Thursday, September 18, 2014
The New York Times
September 17, 2014
F.T.C. Wary of Mergers by Hospitals
By Robert Pear
As hospitals merge and buy up physician practices, creating new
behemoths, one federal agency is raising a lonely but powerful voice,
suggesting that consumers may be victimized by the trend toward
Hospitals often say they acquire other hospitals and physician groups so
they can coordinate care, in keeping with the goals of the Affordable
Care Act. But the agency, the Federal Trade Commission, says that
mergers tend to reduce competition, and that doctors and hospitals can
usually achieve the benefits of coordinated care without a full merger.
The commission is using a 100-year-old law, the Clayton Antitrust Act of
1914, to challenge some of the mergers and acquisitions, and it has had
remarkable success in recent cases.
"Hospitals that face less competition charge substantially higher
prices," said Martin S. Gaynor, director of the F.T.C.'s bureau of
economics, adding that the price increases could be "as high as 40
percent to 50 percent."
Doctors and hospitals say they must collaborate to survive and thrive
under the Affordable Care Act.
But Deborah L. Feinstein, director of the bureau of competition at the
Federal Trade Commission, said the health care law did not repeal the
Often, Ms. Feinstein said, when hospitals and doctors join forces, their
goal is not just to control costs or improve care, but to "get increased
leverage" in negotiations with health insurance companies and employers.
"They say they need better rates so they will have more money to invest
in their facilities," Ms. Feinstein said. "When you strip that down,
it's basically just saying, 'We want a price increase.' Even if the
price increase is motivated by a desire to invest more in the business,
that's problematic. That incentive to invest may not be there if you
don't have competition as a spur to innovation — if you're not worried
about losing business to the hospital down the street."
The F.T.C. has long argued that mergers can cause higher prices by
reducing competition among hospitals in the same market. New research
suggests that another dynamic, rarely considered by antitrust officials,
can also lead to significant price increases.

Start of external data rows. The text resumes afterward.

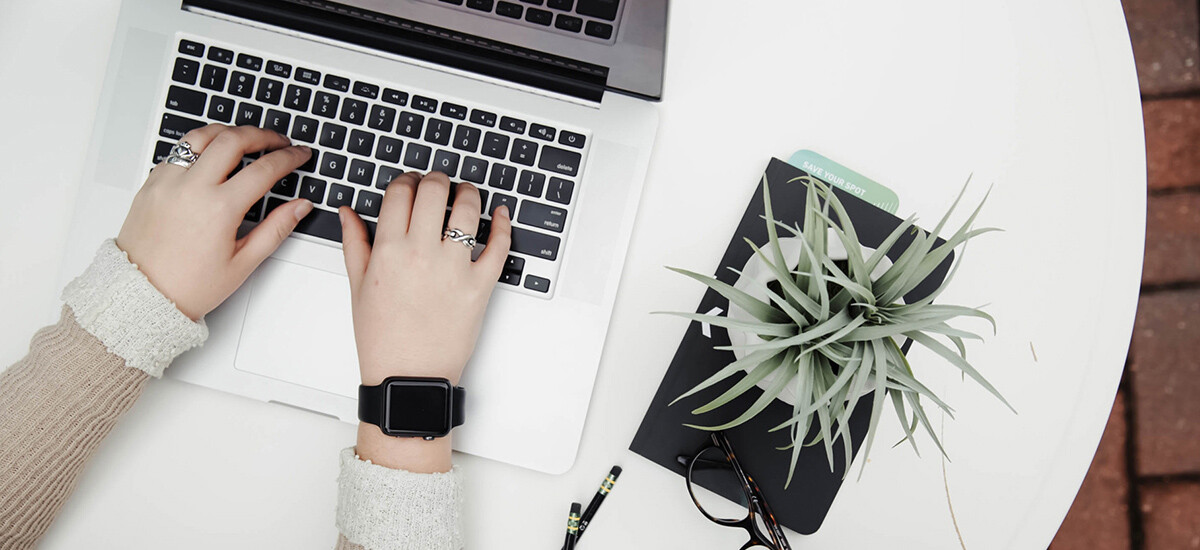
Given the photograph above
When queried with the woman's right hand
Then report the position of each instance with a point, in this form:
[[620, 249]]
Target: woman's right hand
[[418, 299]]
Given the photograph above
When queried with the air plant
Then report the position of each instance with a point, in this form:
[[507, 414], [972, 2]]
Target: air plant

The research shows that hospitals gain bargaining power when they are
acquired and become part of a big hospital system that has no other
presence in the local market.
"Acquisitions of hospitals by large national chains such as Hospital
Corporation of America, Ascension Health or Tenet Healthcare may not
increase hospital concentration in the affected local markets, but could
nevertheless generate higher prices," said Matthew S. Lewis, an
associate professor of economics at Clemson University.
Comment by Don McCanne
Integrating health care delivery services with the goal of improving the
quality and price efficiency of health care services for the community
at large is an admirable goal of the Affordable Care Act (ACA). The
merger mania taking place is being marketed as a means of achieving that
integration. Yet the monkey wrench in the model is the supposed
dependency on market competition instead of government oversight as a
means of providing higher quality at a lower cost.

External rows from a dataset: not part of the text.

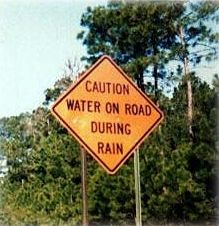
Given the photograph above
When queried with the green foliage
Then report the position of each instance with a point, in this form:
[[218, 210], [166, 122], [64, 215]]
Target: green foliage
[[43, 185]]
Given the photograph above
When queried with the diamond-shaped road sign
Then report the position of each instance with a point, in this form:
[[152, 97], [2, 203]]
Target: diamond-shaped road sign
[[107, 114]]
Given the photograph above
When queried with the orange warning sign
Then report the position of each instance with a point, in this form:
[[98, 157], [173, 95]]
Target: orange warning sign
[[107, 114]]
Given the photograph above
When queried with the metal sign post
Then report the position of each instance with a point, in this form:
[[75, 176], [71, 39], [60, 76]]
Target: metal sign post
[[84, 187], [137, 188]]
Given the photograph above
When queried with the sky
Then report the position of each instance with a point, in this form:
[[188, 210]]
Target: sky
[[37, 37]]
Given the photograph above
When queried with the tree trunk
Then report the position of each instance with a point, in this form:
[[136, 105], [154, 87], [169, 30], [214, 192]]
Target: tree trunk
[[188, 82]]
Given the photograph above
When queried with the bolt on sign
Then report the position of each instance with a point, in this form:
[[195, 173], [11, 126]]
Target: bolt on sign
[[107, 114]]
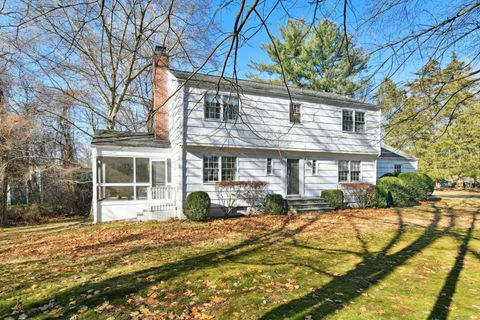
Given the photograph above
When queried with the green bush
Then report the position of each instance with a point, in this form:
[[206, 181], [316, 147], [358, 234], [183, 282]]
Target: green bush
[[334, 198], [382, 199], [400, 190], [429, 181], [418, 185], [275, 204], [197, 205]]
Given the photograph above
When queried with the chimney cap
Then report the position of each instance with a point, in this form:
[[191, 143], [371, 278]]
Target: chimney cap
[[160, 49]]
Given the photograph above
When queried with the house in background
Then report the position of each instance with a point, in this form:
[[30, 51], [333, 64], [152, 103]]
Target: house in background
[[208, 129]]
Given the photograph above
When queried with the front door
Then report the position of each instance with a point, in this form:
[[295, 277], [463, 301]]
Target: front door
[[293, 176]]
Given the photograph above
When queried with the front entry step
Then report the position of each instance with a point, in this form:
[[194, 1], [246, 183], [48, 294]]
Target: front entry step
[[308, 204]]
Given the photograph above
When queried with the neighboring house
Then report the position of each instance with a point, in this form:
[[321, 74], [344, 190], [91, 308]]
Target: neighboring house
[[392, 160], [300, 141]]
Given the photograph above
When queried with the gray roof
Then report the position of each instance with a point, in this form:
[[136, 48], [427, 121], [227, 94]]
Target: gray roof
[[390, 152], [210, 82], [128, 139]]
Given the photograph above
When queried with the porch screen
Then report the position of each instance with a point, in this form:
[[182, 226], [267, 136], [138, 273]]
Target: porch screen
[[123, 178]]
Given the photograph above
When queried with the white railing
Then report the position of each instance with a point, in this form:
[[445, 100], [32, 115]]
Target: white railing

Yet merging health care services with the claim that quality improves as
costs go down is proving to be a fraud. For the last century we have had
to enforce antitrust laws and regulations simply because market
consolidation results in oligopolistic control and higher prices
instead. We are now seeing this throughout our health care system as
providers recognize the business opportunities of greater clout in rate
negotiations made possible by anti-competitive consolidation. The FTC
has challenged less than one percent of these deals, indicating the
conflict within our government of supporting implementation of ACA as
opposed to protecting the public from unfair antitrust activities.

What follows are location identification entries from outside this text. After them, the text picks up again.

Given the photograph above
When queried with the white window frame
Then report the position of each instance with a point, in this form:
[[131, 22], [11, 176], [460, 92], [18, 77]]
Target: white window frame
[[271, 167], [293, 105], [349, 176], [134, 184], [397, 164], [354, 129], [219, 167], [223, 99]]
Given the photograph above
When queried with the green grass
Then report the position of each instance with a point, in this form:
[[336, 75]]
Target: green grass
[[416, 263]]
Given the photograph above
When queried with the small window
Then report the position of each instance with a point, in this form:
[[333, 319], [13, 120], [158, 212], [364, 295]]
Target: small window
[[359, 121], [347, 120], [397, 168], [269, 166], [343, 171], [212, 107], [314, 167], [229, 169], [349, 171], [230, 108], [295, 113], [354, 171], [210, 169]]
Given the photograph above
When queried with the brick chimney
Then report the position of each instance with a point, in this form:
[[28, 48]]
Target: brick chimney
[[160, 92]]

The flaw is to be found in the ACA model of reform. Excessive power has
been granted to private insurance intermediaries that negotiate in the
private sector with the providers. The tool they cite repeatedly is
competition. Yet not only do we have the seminal work of Nobel laureate
Kenneth Arrow, we also have decades of experience that confirms that
this fiction of a market has brought us an outrageously expensive system
with only mediocre outcomes on average.
All other wealthy nations cover everyone at an average cost of half of
what we spend per person. Their success is based on the role of
relatively rigorous government regulation or direct management. Even if
the FTC stepped up its antitrust functions, our private insurers would
continue to use a wide variety of business practices that advance their
own interests at our cost. The vested interests in the privately owned
sectors of the health care delivery system would also continue to
position themselves favorably.
If we had a single payer national health program with a not-for-profit
health care delivery system, our stewards would be left with the task of
trying to get the system to work best for the benefit of patients - all
patients. Would that be so terrible?